Multipath TCP: an overview
Things have gotten rather more complicated in the years since TCP was first deployed. Connections to multiple networks, once the province of large server systems, are now ubiquitous; a smartphone, for example, can have separate, simultaneous interfaces to a cellular network, a WiFi network, and, possibly, other networks via Bluetooth or USB ports. Each of those networks provides a possible way to reach a remote host, but any given TCP session will use only one of them. That leads to obvious policy considerations (which interface should be used when) and operational difficulties: most handset users are familiar with how a WiFi-based TCP session will be broken if the device moves out of range of the access point, for example.
What if a TCP session could make use of all of the available paths between the two endpoints at any given time? There would be performance improvements, since each of the paths could carry data in parallel, and congested paths could be avoided in favor of faster paths at any given time. Sessions could also be more robust. Imagine a video stream that is established over both WiFi and cellular networks; if the watcher leaves the house (one hopes somebody else is driving), the stream would shift transparently to the cellular connection without interruption. Data centers, where multiple paths between systems and variable congestion are both common, could also make use of a multipath-capable transport protocol.
The problem is that TCP does not work that way. Enter MPTCP, which is designed to work that way.
How it works
A TCP session is normally set up by way of a three-way handshake. The initiating host sends a packet with the SYN flag set, the receiving host, if it is amenable to the connection, responds with a packet containing both the SYN and ACK flags.

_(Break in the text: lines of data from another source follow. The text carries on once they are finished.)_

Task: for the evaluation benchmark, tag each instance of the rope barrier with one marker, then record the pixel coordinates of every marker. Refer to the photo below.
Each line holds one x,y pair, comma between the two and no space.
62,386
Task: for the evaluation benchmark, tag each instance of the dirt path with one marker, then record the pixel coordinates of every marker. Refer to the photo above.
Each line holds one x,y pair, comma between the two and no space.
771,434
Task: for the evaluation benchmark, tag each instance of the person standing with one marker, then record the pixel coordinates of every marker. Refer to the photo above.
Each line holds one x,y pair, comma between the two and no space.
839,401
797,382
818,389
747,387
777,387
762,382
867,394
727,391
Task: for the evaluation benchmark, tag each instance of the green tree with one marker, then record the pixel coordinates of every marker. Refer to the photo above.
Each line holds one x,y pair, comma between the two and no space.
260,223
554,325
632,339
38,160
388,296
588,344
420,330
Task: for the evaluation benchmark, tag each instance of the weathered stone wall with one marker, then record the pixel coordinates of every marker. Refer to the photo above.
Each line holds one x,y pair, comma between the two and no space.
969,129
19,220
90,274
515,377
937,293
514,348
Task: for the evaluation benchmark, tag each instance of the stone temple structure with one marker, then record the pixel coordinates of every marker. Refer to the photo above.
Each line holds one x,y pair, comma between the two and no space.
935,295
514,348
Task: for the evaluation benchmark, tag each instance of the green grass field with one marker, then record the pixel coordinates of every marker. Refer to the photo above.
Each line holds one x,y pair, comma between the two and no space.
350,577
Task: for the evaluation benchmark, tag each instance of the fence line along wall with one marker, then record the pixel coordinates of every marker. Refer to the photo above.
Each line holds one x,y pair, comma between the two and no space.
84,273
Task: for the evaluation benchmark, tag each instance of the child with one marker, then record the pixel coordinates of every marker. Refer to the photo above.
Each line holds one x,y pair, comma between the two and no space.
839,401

The final ACK packet sent by the initiator puts the connection into the "established" state; after that, data can be transferred in either direction.
An MPTCP session starts in the same way, with one change: the initiator adds the new MP_CAPABLE option to the SYN packet. If the receiving host supports MPTCP, it will add that option to its SYN-ACK reply; the two hosts will also include cryptographic keys in these packets for later use. The final ACK (which must also carry the MP_CAPABLE option) establishes a multipath session, albeit a session using a single path just like traditional TCP.
When MPTCP is in use, both sides recognize a distinction between the session itself and any specific "subflow" used by that session. So, at any point, either party to the session can initiate another TCP connection to the other side, with the proviso that the address and/or port at one end or the other of the connection must differ. So, if a smartphone has initiated an MPTCP connection to a server using its WiFi interface:
It can add another subflow at any time by connecting to the same server by way of its cellular interface:
That subflow is added by sending a SYN packet with the MP_JOIN option; it also includes information on which MPTCP session is to be joined. Needless to say, the protocol designers are concerned that a hostile party might try to join somebody else's session; the previously-exchanged cryptographic keys are used to prevent such attacks from succeeding. If the receiving server is amenable to adding the subflow, it will allow the establishment of the new TCP connection and add it to the MPTCP session.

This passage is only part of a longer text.